Acababa de desembarcar en un piso compartido cuyo propietario y compañero era un ángel del infierno desarrapado que aparecía en casa de madrugada y aporreaba la puerta en lugar de entrar. El tipo no se presentaba a la cita acordada, le dejaba las llaves al portero, permitía que entrara en su casa un perfecto desconocido y le tendía una emboscada para abusar de él, sin llegar a perpetrarla por algún secreto motivo.

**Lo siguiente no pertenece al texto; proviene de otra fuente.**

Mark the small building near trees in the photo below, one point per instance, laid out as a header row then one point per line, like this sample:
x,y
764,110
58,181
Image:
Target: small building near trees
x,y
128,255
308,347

Había algo que no me cuadraba en todo eso. No tenía la certeza de estar discurriendo con claridad. Necesitaba andar para poner en claro mis pensamientos. Cuando era más joven mis padres y mis conocidos solían decirme: «Párate a pensar». Qué ridículos los encontraba entonces y más me parecen ahora. El pensamiento es acción. Esto es indiscutible, lo quieran o no el primer y segundo Wittgenstein. Desde el momento en que un pensamiento no se articula mediante la acción no existe, así de simple. Del mismo modo una proposición no indica nada si no tiene una función. Esta es la razón de que siempre apoyara mis cavilaciones en un alegre deambular que de manera infalible me conducía a lugares insospechados. En esta ocasión no obstante, decidí cerrar la puerta de la casa con llave para evitar posibles fugas no deseadas. No sé cuánto tiempo pasé dando vueltas en círculo por el salón. La moqueta marrón que amortiguaba mis pasos exhibía una circunferencia imperfecta que se asemejaba a los símbolos supuestamente extraterrestres superpuestos sobre campos de cosecha segados de medio mundo. Por cierto, al final se descubrió que estos símbolos no eran más que parte de una campaña publicitaria de ron Bacardí a nivel mundial. Pero volvamos a lo nuestro. El caso es que era sábado por la mañana cuando me percaté de que aquel hombre volvería a aparecer de un momento a otro. Dilucidé esto por las dos únicas frases de aquel texto que había sido capaz de comprender: SAMSTAG VORMITTAG RAUS! SIE DÜRFEN HIER NICHT BLEIBEN! No sabía muy bien cómo afrontar el futuro, pero por más que me quedara en la calle tenía muy claro que no quería volver a encontrarme con aquel tipo de la chupa claveteada. Solo de pensar en él me daban mareos. Era momento de rememorar la batalla del río Orbigo, o como vulgarmente se dice, poner pies en polvorosa.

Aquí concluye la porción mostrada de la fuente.